# Using the Convolution Functions¶

## Overview¶

Two convolution functions are provided. They are imported as:

```>>> from astropy.convolution import convolve, convolve_fft
```

and are both used as:

```>>> result = convolve(image, kernel)
>>> result = convolve_fft(image, kernel)
```

`convolve()` is implemented as a direct convolution algorithm, while `convolve_fft()` uses a Fast Fourier Transform (FFT). Thus, the former is better for small kernels, while the latter is much more efficient for larger kernels.

The input images and kernels should be lists or `numpy` arrays with either 1, 2, or 3 dimensions (and the number of dimensions should be the same for the image and kernel). The result is a `numpy` array with the same dimensions as the input image. The convolution is always done as floating point.

The `convolve()` function takes an optional `boundary=` argument describing how to perform the convolution at the edge of the array. The values for `boundary` can be:

• `None`: set the result values to zero where the kernel extends beyond the edge of the array (default).

• `'fill'`: set values outside the array boundary to a constant. If this option is specified, the constant should be specified using the `fill_value=` argument, which defaults to zero.

• `'wrap'`: assume that the boundaries are periodic.

• `'extend'` : set values outside the array to the nearest array value.

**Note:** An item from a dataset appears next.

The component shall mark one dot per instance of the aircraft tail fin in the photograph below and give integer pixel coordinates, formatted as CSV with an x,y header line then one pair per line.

By default, the kernel is not normalized. To normalize it prior to convolution, use:

```>>> result = convolve(image, kernel, normalize_kernel=True)
```

### Examples¶

Smooth a 1D array with a custom kernel and no boundary treatment:

```>>> import numpy as np
>>> convolve([1, 4, 5, 6, 5, 7, 8], [0.2, 0.6, 0.2])
array([1.4, 3.6, 5. , 5.6, 5.6, 6.8, 6.2])
```

As above, but using the ‘extend’ algorithm for boundaries:

```>>> convolve([1, 4, 5, 6, 5, 7, 8], [0.2, 0.6, 0.2], boundary='extend')
array([1.6, 3.6, 5. , 5.6, 5.6, 6.8, 7.8])
```

If a NaN value is present in the original array, it will be interpolated using the kernel:

```>>> import numpy as np
>>> convolve([1, 4, 5, 6, np.nan, 7, 8], [0.2, 0.6, 0.2], boundary='extend')
array([1.6 , 3.6 , 5.  , 5.75, 6.5 , 7.25, 7.8 ])
```

Kernels and arrays can be specified either as lists or as `numpy` arrays. The following examples show how to construct a 1D array as a list:

```>>> kernel = [0, 1, 0]
>>> result = convolve(spectrum, kernel)
```

A 2D array as a list:

```>>> kernel = [[0, 1, 0],
...           [1, 2, 1],
...           [0, 1, 0]]
>>> result = convolve(image, kernel)
```

And a 3D array as a list:

```>>> kernel = [[[0, 0, 0], [0, 2, 0], [0, 0, 0]],
...           [[0, 1, 0], [2, 3, 2], [0, 1, 0]],
...           [[0, 0, 0], [0, 2, 0], [0, 0, 0]]]
>>> result = convolve(cube, kernel)
```

## Kernels¶

The above examples use custom kernels, but `astropy.convolution` also includes a number of built-in kernels, which are described in Convolution Kernels.